How to get a credible story plot and avoid the dumb ones

One of the challenges of NaNoWriMo – or, indeed, of writing any novel – is plotting out a credible story.

Wright_Books2Unless you’re writing comedy – and trust me, comedy is one of the hardest genres to do – it’s far too easy to end up with something that’s too melodramatic, too absurd or just plain dumb.

One of the best examples I’ve ever read where a plot has been made deliberately absurd is Robert A Heinlein’s last ‘juvenile’ novel, Have Spacesuit – Will Travel of 1958. This was a brilliant riff on the sci-fi movies of the day – including what, on the face of it, seemed to be a monolithically stupid plot featuring bug-eyed monsters out to conquer Earth, space-cops from Vega and a panorama of other silliness. But it worked –  and worked well. Heinlein was a genius: he took all the tropes, turned them on their heads – and came up with storytelling gold.

James Blish did something similar in Welcome to Mars, in which teen genius Dolph Haertel invents antigravity, builds a spaceship out of a packing crate, and flies to Mars – hotly pursued by his girlfriend, who’s in her own packing-case spaceship. Dumb squared? Sounds it. But it wasn’t. It was a brilliant survival story.

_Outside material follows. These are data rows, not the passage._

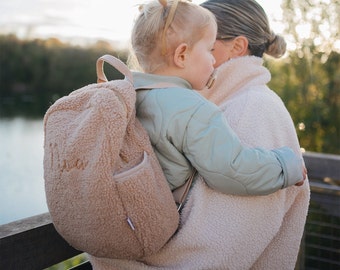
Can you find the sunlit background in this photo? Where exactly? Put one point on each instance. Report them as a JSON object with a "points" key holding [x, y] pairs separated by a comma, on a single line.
{"points": [[82, 22]]}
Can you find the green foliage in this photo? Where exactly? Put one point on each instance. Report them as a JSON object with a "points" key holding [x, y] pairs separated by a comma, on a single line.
{"points": [[69, 263], [310, 91], [33, 74]]}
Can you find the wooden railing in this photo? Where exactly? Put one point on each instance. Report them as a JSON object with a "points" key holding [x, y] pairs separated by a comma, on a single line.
{"points": [[33, 243]]}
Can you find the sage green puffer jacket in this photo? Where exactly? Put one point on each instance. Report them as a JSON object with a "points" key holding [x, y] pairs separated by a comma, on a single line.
{"points": [[187, 130]]}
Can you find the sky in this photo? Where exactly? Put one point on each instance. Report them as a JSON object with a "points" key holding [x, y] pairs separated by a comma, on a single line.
{"points": [[76, 20]]}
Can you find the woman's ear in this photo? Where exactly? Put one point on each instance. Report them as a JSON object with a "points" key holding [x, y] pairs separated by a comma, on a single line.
{"points": [[180, 55], [240, 46]]}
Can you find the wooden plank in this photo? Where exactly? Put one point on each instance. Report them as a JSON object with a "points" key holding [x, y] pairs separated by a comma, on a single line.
{"points": [[320, 166], [32, 243]]}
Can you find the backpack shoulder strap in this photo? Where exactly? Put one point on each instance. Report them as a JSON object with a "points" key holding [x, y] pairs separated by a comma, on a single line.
{"points": [[116, 63]]}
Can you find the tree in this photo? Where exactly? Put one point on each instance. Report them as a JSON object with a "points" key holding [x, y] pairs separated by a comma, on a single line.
{"points": [[308, 80]]}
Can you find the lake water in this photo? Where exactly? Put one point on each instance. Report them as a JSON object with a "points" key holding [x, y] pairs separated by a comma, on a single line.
{"points": [[21, 169]]}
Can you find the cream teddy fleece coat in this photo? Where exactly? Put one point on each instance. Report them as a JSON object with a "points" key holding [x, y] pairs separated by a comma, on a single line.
{"points": [[231, 232]]}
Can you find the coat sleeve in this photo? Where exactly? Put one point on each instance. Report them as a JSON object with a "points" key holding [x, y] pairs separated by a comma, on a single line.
{"points": [[216, 152]]}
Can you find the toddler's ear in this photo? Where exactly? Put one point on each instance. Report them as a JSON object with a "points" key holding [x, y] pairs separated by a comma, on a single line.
{"points": [[180, 55], [240, 46]]}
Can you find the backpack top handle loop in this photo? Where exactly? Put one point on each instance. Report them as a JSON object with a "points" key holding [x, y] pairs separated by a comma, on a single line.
{"points": [[116, 63]]}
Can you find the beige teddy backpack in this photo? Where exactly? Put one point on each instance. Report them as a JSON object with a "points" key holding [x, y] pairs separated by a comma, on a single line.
{"points": [[105, 190]]}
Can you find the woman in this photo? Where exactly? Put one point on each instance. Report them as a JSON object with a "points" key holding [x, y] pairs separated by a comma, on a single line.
{"points": [[221, 231]]}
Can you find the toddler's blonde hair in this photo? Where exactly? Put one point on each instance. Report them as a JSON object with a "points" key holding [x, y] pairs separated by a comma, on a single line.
{"points": [[152, 44]]}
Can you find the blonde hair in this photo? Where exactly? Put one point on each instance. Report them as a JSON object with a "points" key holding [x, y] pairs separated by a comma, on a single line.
{"points": [[161, 27], [246, 18]]}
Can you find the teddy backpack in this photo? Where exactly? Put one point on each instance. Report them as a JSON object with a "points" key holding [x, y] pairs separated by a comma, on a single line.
{"points": [[105, 190]]}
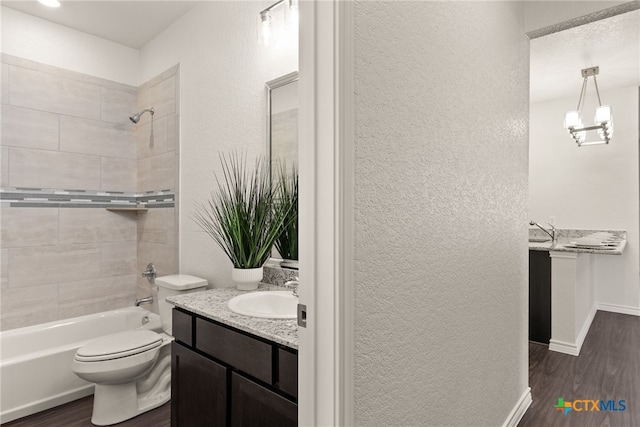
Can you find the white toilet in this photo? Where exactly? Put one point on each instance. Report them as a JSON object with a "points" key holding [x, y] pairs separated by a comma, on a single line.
{"points": [[132, 370]]}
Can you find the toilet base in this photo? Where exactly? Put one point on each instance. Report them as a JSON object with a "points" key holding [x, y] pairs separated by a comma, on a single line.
{"points": [[115, 403]]}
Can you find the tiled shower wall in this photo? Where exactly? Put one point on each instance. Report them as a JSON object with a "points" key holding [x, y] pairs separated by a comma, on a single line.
{"points": [[158, 158], [63, 130]]}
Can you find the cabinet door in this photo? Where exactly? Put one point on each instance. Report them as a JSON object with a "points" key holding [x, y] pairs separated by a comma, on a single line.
{"points": [[254, 406], [539, 296], [198, 390]]}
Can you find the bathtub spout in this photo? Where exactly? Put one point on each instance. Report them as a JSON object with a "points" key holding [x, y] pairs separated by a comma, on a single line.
{"points": [[147, 300]]}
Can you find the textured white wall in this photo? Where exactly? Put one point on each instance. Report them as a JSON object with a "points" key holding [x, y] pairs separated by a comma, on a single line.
{"points": [[441, 285], [39, 40], [541, 14], [222, 75], [591, 187]]}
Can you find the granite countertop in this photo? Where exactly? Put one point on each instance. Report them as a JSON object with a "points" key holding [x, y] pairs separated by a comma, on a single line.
{"points": [[567, 237], [212, 304]]}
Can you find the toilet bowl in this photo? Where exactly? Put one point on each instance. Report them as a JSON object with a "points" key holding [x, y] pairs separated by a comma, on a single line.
{"points": [[132, 370]]}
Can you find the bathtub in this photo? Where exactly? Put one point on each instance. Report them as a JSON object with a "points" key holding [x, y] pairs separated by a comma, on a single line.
{"points": [[35, 361]]}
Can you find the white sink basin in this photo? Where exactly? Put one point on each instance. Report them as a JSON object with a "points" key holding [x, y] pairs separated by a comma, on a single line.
{"points": [[266, 304]]}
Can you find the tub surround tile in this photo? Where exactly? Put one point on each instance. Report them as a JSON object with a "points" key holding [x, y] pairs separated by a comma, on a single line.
{"points": [[164, 257], [119, 259], [118, 174], [39, 197], [109, 84], [79, 226], [39, 168], [4, 166], [96, 295], [67, 143], [28, 306], [53, 93], [78, 135], [162, 97], [157, 171], [52, 264], [4, 262], [26, 128], [118, 105], [212, 304], [22, 227], [172, 133], [157, 226], [4, 84], [151, 143]]}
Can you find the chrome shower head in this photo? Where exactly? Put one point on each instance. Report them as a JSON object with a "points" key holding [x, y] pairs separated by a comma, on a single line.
{"points": [[136, 117]]}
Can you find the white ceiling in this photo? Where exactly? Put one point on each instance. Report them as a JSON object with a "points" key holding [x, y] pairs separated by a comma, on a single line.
{"points": [[131, 23], [556, 59], [613, 44]]}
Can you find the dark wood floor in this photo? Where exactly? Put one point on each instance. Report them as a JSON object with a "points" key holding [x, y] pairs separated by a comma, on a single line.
{"points": [[608, 368], [78, 414]]}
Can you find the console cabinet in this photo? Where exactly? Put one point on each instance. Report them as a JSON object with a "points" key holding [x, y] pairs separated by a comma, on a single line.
{"points": [[539, 296], [222, 376]]}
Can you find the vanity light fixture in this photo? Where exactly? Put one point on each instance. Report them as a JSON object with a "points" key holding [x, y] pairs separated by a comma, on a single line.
{"points": [[266, 33], [50, 3], [603, 119]]}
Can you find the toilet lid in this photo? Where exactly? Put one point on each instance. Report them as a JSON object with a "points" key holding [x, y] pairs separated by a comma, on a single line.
{"points": [[119, 345]]}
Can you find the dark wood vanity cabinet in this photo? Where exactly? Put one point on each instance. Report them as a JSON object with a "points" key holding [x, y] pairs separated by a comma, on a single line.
{"points": [[222, 376], [539, 296]]}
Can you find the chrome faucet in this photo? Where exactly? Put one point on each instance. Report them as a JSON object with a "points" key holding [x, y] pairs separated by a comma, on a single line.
{"points": [[293, 284], [146, 300], [553, 234]]}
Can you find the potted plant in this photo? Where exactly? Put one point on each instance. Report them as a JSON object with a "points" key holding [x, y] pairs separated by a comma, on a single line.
{"points": [[286, 205], [240, 218]]}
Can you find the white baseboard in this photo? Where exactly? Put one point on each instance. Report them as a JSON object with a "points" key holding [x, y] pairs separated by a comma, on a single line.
{"points": [[563, 347], [585, 328], [574, 348], [622, 309], [518, 411]]}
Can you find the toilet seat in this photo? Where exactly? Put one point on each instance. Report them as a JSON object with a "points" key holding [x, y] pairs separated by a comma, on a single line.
{"points": [[119, 345]]}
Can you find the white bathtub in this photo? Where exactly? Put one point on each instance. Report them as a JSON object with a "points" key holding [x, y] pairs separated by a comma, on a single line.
{"points": [[35, 361]]}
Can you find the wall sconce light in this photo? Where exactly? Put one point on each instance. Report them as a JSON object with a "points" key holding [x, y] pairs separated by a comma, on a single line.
{"points": [[266, 34], [603, 119]]}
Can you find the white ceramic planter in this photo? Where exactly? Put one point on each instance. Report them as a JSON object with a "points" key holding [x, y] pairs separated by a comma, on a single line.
{"points": [[246, 279]]}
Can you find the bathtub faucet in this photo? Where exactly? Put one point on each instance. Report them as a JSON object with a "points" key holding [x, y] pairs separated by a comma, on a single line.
{"points": [[147, 300]]}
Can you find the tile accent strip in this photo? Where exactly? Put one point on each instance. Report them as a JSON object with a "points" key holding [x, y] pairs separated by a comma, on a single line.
{"points": [[63, 198]]}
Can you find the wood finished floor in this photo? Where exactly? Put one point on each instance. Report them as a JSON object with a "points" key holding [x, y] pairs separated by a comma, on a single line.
{"points": [[608, 368], [78, 414]]}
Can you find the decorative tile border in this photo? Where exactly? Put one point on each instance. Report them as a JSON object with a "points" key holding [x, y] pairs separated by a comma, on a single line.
{"points": [[276, 275], [61, 198]]}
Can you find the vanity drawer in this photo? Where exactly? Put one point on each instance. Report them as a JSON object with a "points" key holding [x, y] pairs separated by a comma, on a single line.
{"points": [[182, 326], [240, 351], [288, 372]]}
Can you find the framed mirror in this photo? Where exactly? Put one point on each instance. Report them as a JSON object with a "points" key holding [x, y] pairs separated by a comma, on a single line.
{"points": [[282, 152], [282, 121]]}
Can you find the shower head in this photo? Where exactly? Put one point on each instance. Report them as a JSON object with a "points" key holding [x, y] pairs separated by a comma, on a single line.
{"points": [[136, 117]]}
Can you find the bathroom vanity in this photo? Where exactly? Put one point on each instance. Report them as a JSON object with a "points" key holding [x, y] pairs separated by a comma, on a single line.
{"points": [[562, 286], [228, 369]]}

Both books worked. Why? Mainly because although the subject matter of both plots was silly, both authors knew exactly what they were doing; they were top writers at the top of their games.  They had the right plot elements in the right places, the stories were properly paced, and the books did everything book plots need to do.

But the other issue was that plot is only one element of a good story. The others are character – and especially dialogue – and credibility of setting. Both are devices for suspending disbelief – and, if disbelief is properly suspended, even deliberately dumb plots become, well, good.

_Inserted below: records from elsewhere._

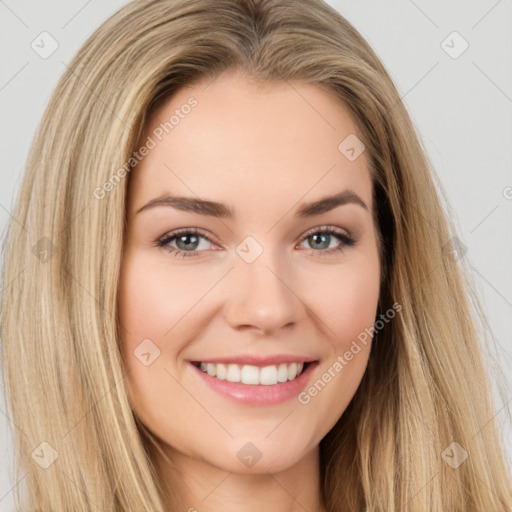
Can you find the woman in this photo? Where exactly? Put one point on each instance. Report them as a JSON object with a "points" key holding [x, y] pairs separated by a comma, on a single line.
{"points": [[189, 346]]}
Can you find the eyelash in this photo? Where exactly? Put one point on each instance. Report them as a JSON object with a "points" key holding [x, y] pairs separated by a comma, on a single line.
{"points": [[346, 241]]}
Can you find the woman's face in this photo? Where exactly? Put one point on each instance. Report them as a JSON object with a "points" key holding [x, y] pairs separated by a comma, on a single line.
{"points": [[253, 281]]}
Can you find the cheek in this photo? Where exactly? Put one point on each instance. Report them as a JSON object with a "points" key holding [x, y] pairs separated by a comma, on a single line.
{"points": [[347, 299]]}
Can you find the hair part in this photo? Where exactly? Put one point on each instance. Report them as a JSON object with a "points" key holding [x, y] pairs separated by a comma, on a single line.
{"points": [[425, 384]]}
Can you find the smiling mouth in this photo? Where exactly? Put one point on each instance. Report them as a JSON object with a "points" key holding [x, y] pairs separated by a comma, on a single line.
{"points": [[253, 375]]}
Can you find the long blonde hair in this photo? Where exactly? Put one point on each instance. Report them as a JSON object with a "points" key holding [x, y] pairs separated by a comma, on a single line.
{"points": [[426, 385]]}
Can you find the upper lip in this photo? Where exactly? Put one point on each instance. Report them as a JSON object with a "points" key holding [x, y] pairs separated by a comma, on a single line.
{"points": [[257, 360]]}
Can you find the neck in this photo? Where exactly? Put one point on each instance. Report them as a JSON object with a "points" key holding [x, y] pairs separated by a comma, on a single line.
{"points": [[201, 486]]}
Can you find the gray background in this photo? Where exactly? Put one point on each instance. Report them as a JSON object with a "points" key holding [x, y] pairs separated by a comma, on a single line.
{"points": [[461, 107]]}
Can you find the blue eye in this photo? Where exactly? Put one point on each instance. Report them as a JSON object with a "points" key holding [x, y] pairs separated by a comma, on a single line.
{"points": [[188, 240]]}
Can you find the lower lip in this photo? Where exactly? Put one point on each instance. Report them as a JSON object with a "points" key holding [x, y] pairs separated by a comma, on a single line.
{"points": [[250, 394]]}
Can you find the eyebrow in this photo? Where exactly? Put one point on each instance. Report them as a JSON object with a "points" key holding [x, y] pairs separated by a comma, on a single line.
{"points": [[214, 209]]}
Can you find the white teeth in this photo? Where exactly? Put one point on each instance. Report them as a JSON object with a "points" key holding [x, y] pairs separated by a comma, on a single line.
{"points": [[268, 375], [250, 374], [253, 375], [282, 373], [233, 374]]}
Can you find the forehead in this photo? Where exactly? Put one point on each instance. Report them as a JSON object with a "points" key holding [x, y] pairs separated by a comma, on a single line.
{"points": [[248, 145]]}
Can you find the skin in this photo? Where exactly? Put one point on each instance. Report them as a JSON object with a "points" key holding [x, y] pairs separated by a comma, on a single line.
{"points": [[263, 151]]}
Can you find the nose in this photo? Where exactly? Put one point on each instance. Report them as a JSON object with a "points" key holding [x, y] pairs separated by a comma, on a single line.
{"points": [[261, 296]]}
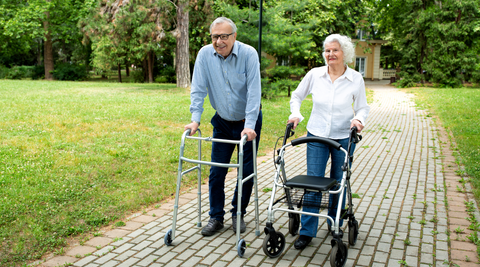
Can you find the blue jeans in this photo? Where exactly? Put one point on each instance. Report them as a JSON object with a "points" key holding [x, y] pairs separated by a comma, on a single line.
{"points": [[317, 158], [222, 153]]}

That doesn’t mean authors have license to create any old rubbish, of course. A deliberately dumb plot is not the same as a plot that’s dumb because the author either doesn’t know what they’re doing – or has gone too far with a gimmick. I remember reading one of the licensed Niven/Kzin stories. I forget the author, however the plot had been directly lifted from Casablanca (1943). And it showed. I guess the author thought of it as homage, but to me it destroyed the suspension of disbelief in a flash – killed it stone dead.

I mean, of all the stories and all the books in the world, that plot had to walk into this one.

The lesson is that plot is only a part of the whole story. But the plot – even if it’s knowingly dumb – still has to be done right.

More soon.

Copyright © Matthew Wright 2015


4 thoughts on “How to get a credible story plot and avoid the dumb ones

  1. I think the key is confidence and intent. Guardians of the Galaxy got away with a talking raccoon, yet Jupiter Ascending got mocked for putting Channing Tatum in wolfy makeup. James Gunn knew exactly what he wanted to pull off in GoTG. He had a clear purpose, and he knew he was achieving it well. The audience could sense that. Jupiter, on the other hand, often seemed flaily, like it wasn’t sure what tone it wanted to have. It wasn’t sure if it wanted to be goofy and fun, or serious melodrama. It didn’t know what audience it was going for. It was just very…meek. And therefore, everyone thought it was super dumb despite GOTG being way more “dumb” in plot elements.

    1. The difference between ‘intentionally cleverly dumb’ and ‘incompetently dumb’ I suspect, though I know a lot of these movies are more committee driven than we might suppose, and there is no faster way to writing mediocrity than to have many fingers in the pie (as it were).

  2. I suspect intentionally dumb plots suffer from contrivance. I’ve often been tempted to create twists and turns in things I’m writing, but always manage to stop myself because I don’t like contrivance. Would the character take this course of action? Usually no. What’s wrong with the plot if it’s forcing me to contrive some out-of-context twist? Look again and rewrite.